3. Manage risks: Guideline No. 10 calls for clear, documented controls to mitigate material risks. These might include insurance coverage, delegation and oversight frameworks, risk limits or thresholds, contingency and response planned, and internal audits or compliance reviews. Administrators should also define their risk appetite and identify any residual risks after mitigation.

4. Monitor and report: Risk oversight should be embedded into ongoing operations and reviewed at least annually. Reports should be made to governing bodies (e.g. boards, committees) and this risk management framework should evolve with emerging issues.

Guideline No. 10 calls for clear, documented controls to mitigate material risks

The implementation challenge

CAPSA’s guideline is principle-based—not prescriptive. While this offers flexibility, it also creates ambiguity. Many administrators are now asking: Where do we start? What’s enough? What will regulators expect in practice?

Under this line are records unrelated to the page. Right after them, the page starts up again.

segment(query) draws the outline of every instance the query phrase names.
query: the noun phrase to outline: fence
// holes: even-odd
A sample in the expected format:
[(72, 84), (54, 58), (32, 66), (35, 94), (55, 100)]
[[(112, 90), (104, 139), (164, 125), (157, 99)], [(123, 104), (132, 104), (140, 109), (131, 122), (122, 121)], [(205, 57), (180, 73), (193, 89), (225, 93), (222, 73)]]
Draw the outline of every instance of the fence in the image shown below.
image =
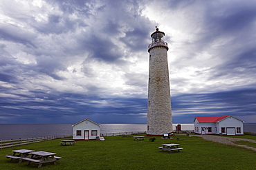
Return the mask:
[(39, 142), (43, 141), (46, 141), (49, 140), (56, 139), (56, 138), (68, 138), (71, 136), (48, 136), (44, 137), (37, 137), (26, 139), (11, 139), (8, 140), (0, 140), (0, 149), (6, 147), (13, 147), (15, 146), (21, 146), (23, 145), (28, 145), (30, 143)]
[(100, 134), (100, 136), (110, 136), (135, 135), (135, 134), (147, 134), (146, 131)]

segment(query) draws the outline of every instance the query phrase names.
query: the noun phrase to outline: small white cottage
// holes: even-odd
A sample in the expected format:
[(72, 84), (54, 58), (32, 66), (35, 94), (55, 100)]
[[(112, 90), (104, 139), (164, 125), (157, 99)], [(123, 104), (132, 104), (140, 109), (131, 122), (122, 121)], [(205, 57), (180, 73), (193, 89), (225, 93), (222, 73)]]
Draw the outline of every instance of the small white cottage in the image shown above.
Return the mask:
[(89, 118), (75, 123), (72, 127), (75, 140), (96, 140), (96, 137), (100, 136), (100, 125)]
[(194, 133), (197, 134), (244, 135), (243, 120), (231, 115), (196, 116)]

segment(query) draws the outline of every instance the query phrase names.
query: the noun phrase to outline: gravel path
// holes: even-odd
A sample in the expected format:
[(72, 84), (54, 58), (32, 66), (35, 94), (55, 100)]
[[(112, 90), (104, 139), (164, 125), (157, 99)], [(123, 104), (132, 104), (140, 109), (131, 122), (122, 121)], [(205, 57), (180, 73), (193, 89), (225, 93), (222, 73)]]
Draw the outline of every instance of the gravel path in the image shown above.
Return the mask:
[(252, 139), (244, 139), (244, 138), (228, 138), (228, 137), (223, 137), (223, 136), (217, 136), (213, 135), (193, 135), (194, 136), (201, 137), (205, 140), (211, 140), (215, 142), (219, 142), (221, 144), (226, 145), (235, 145), (241, 147), (245, 147), (247, 149), (253, 149), (256, 151), (256, 148), (250, 147), (247, 145), (242, 145), (234, 143), (233, 142), (240, 141), (240, 140), (245, 140), (248, 141), (250, 142), (256, 143), (256, 140)]

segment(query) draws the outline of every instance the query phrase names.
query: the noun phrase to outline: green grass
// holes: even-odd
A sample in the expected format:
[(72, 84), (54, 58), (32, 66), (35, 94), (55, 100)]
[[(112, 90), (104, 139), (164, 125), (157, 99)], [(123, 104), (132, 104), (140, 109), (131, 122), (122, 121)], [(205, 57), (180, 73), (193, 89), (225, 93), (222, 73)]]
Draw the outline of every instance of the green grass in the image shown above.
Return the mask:
[(248, 147), (256, 148), (256, 143), (250, 142), (248, 142), (248, 141), (240, 140), (240, 141), (237, 141), (237, 142), (234, 142), (236, 143), (236, 144), (238, 144), (238, 145), (247, 145)]
[[(221, 145), (196, 136), (174, 136), (184, 140), (161, 139), (154, 142), (146, 137), (134, 141), (132, 137), (108, 136), (104, 141), (77, 141), (75, 145), (61, 146), (63, 139), (3, 149), (0, 169), (35, 169), (34, 162), (10, 162), (5, 156), (12, 150), (27, 149), (57, 153), (62, 159), (57, 164), (43, 164), (42, 169), (255, 169), (256, 151)], [(159, 147), (179, 143), (183, 149), (173, 153), (161, 152)]]

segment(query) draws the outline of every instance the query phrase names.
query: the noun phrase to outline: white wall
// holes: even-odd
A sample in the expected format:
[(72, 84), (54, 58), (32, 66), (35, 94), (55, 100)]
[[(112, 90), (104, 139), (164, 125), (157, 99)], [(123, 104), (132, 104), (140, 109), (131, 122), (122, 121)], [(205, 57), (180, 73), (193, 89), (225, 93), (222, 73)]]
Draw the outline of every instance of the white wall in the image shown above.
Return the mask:
[[(219, 134), (221, 133), (221, 127), (225, 127), (226, 133), (223, 134), (226, 134), (227, 127), (235, 128), (236, 135), (243, 135), (244, 134), (244, 124), (243, 122), (235, 118), (232, 116), (228, 117), (226, 119), (222, 120), (219, 123), (199, 123), (197, 119), (194, 122), (195, 132), (199, 134), (202, 134), (202, 127), (205, 127), (205, 134)], [(198, 131), (197, 131), (198, 127)], [(212, 127), (212, 132), (209, 132), (208, 127)], [(241, 134), (237, 134), (237, 127), (241, 127)]]
[[(219, 123), (219, 134), (221, 133), (221, 127), (226, 127), (226, 133), (223, 134), (226, 134), (227, 129), (226, 127), (235, 127), (235, 134), (237, 135), (243, 135), (244, 134), (244, 123), (243, 122), (237, 120), (233, 117), (228, 117), (227, 118), (221, 120)], [(237, 127), (241, 127), (241, 134), (237, 134)]]
[[(76, 136), (77, 130), (80, 130), (82, 132), (81, 136)], [(84, 131), (88, 130), (89, 133), (89, 139), (96, 139), (96, 136), (100, 136), (100, 126), (89, 120), (85, 120), (80, 123), (73, 127), (73, 138), (76, 140), (84, 139)], [(97, 136), (91, 136), (91, 131), (97, 130)]]

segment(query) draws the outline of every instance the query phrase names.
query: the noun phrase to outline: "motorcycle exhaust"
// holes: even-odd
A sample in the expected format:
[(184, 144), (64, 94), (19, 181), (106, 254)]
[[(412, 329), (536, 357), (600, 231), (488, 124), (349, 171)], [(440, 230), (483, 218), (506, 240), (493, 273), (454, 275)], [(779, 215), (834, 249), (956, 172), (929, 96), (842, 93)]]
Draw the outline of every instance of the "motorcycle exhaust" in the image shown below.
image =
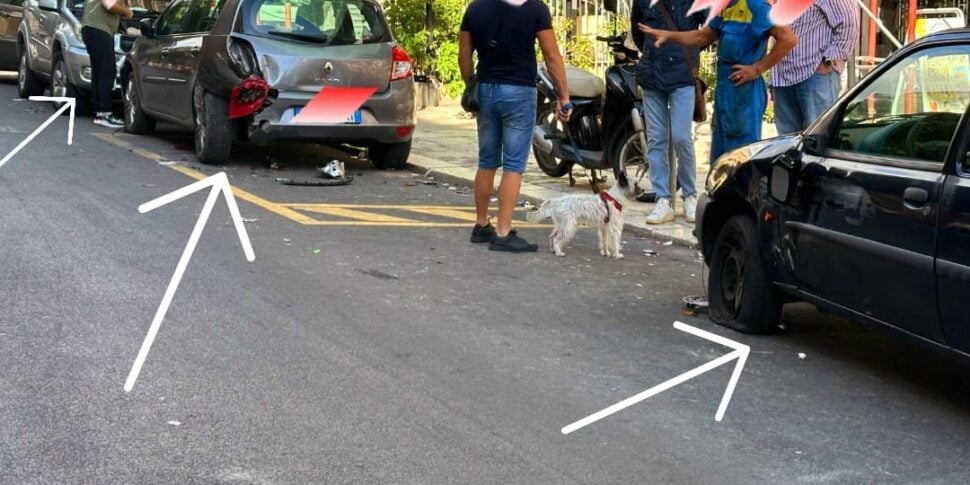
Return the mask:
[(630, 118), (631, 118), (630, 121), (633, 122), (633, 132), (634, 133), (640, 133), (641, 131), (644, 130), (643, 117), (640, 116), (640, 110), (638, 110), (636, 108), (633, 108), (630, 111)]
[(552, 153), (552, 140), (546, 138), (546, 130), (537, 126), (532, 130), (532, 146), (538, 148), (542, 153), (548, 155)]

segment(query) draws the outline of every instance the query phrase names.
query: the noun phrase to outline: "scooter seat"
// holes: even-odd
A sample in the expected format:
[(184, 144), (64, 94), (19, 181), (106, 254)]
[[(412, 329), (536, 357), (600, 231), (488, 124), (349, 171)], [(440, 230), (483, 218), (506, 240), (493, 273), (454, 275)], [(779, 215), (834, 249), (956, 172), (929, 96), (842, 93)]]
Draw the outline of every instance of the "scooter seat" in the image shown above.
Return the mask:
[[(542, 66), (546, 70), (546, 66)], [(578, 67), (566, 66), (566, 83), (570, 98), (598, 98), (606, 92), (606, 83)]]
[(566, 66), (570, 98), (598, 98), (606, 92), (606, 83), (578, 67)]

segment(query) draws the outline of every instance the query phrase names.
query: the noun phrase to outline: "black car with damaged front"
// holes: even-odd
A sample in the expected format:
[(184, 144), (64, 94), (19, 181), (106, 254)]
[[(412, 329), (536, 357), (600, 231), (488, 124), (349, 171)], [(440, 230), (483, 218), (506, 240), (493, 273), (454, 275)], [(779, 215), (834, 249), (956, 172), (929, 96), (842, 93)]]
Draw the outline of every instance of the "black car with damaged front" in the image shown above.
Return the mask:
[(901, 49), (804, 133), (718, 159), (695, 235), (710, 316), (778, 329), (782, 305), (970, 355), (970, 29)]

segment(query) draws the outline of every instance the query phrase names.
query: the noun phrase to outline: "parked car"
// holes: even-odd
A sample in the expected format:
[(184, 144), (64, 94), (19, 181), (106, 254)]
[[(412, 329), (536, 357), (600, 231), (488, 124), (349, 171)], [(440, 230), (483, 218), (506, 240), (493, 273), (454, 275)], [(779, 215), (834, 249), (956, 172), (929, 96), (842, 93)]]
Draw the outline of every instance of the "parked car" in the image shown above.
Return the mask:
[[(134, 42), (134, 36), (129, 33), (132, 31), (128, 29), (138, 32), (141, 19), (157, 16), (157, 12), (145, 7), (160, 8), (159, 4), (163, 6), (164, 2), (129, 2), (135, 18), (122, 19), (115, 35), (119, 68), (125, 52)], [(83, 12), (83, 0), (28, 0), (24, 3), (24, 20), (20, 22), (16, 40), (17, 92), (21, 97), (43, 94), (50, 88), (52, 96), (77, 98), (75, 109), (79, 114), (91, 113), (91, 62), (81, 39)], [(119, 88), (117, 85), (120, 93)]]
[[(125, 129), (156, 120), (195, 132), (203, 163), (233, 142), (301, 140), (370, 149), (400, 168), (416, 122), (411, 59), (376, 0), (174, 0), (144, 22), (122, 70)], [(341, 123), (295, 120), (331, 87), (376, 88)]]
[(23, 0), (0, 0), (0, 70), (17, 68), (17, 27), (24, 18)]
[(899, 50), (804, 133), (718, 159), (695, 235), (710, 316), (804, 300), (970, 355), (970, 29)]

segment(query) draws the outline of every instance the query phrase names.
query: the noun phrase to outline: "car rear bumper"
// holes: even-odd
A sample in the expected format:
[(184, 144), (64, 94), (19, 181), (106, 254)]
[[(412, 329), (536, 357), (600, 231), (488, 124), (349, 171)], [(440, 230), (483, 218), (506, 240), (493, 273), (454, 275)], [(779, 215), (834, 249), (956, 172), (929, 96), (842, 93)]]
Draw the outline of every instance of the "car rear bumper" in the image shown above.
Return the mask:
[(410, 140), (417, 124), (414, 82), (410, 79), (395, 81), (387, 91), (365, 101), (359, 108), (359, 124), (283, 121), (284, 117), (292, 117), (287, 114), (288, 110), (306, 106), (317, 95), (316, 92), (280, 91), (269, 106), (253, 117), (250, 140), (396, 143)]
[(312, 125), (312, 124), (281, 124), (263, 123), (249, 135), (250, 141), (265, 143), (278, 140), (299, 140), (325, 142), (377, 142), (396, 143), (411, 139), (413, 133), (399, 136), (397, 126), (386, 125)]

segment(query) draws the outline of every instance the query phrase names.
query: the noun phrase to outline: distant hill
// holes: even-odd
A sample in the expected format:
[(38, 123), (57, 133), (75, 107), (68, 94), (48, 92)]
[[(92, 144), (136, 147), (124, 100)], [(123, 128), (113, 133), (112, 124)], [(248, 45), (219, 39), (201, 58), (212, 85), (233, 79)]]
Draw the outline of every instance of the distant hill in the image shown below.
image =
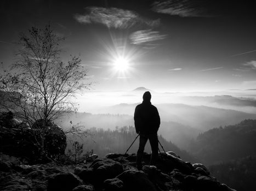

Some key implementation hurdles include:

• Building the risk register: Many pension plans don’t yet have a formalized risk register or documented approach to risk categorization. Administrators may struggle with identifying the full range of internal and external threats—especially in areas like cyber, ESG and third-party risk.
• Defining appetite and tolerance: CAPSA encourages administrators to articulate a clear risk appetite, define acceptable tolerances and align them with plan objectives requires careful planning.
• Governance and accountability gaps: The guideline stresses that fiduciary responsibility lies with administrators, even if operational duties are delegated. This means boards or pension committees must now enhance their oversight functions, clearly assign roles and regularly review risk-related reporting.
• Capacity constraints: Smaller plans or single-employer arrangements may lack internal resources or expertise to manage the entire cycle effectively. Even large plans may need to coordinate across multiple departments, vendors and systems to embed risk monitoring into day-to-day processes.

Many administrators are now asking: Where do we start? What’s enough? What will regulators expect in practice?

Practical support

To meet the January 2026 deadlines with confidence, most plans will need support beyond what their current models provide. Here are five areas where practical guidance can make a difference:

1. Gap analysis and planning: The first step in understanding where your current governance, documentation and oversight processes fall short of Guideline 10. A structured gap analysis can help establish priorities and timelines—and reassure boards that progress is underway.
2. Framework and tool development: From creating risk registers or setting evaluation criteria and escalation thresholds, administrators benefit from standardized tools that can be customized to fit their plan type, size and structure.
3. Technology and documentation systems: Plans will need systems to record, review and report on risks. These may include dashboards, workflow automation or documentation retention tools, especially to support regular board reviews and potential audits.
4. Governance structure review: Oversight roles should be clearly defined. Whether responsibility lies with the sponsor, a pension committee or a board, those tasked with risk governance must receive regular report, training and authority to act.
5. Training and education: Plans sponsors, trustees and administrators need to understand the expectations and terminology used in Guideline No. 10. Training sessions can help build a risk-aware culture and prepare for regulatory scrutiny. 

The clock is ticking

CAPSA has been clear: the guideline is already in effect and implementation should be completed by January 1, 2026. Plans that act early will have a smoother path to compliance. This includes running pilot programs, test to risk registers, update governance charters, and educate boards and service providers.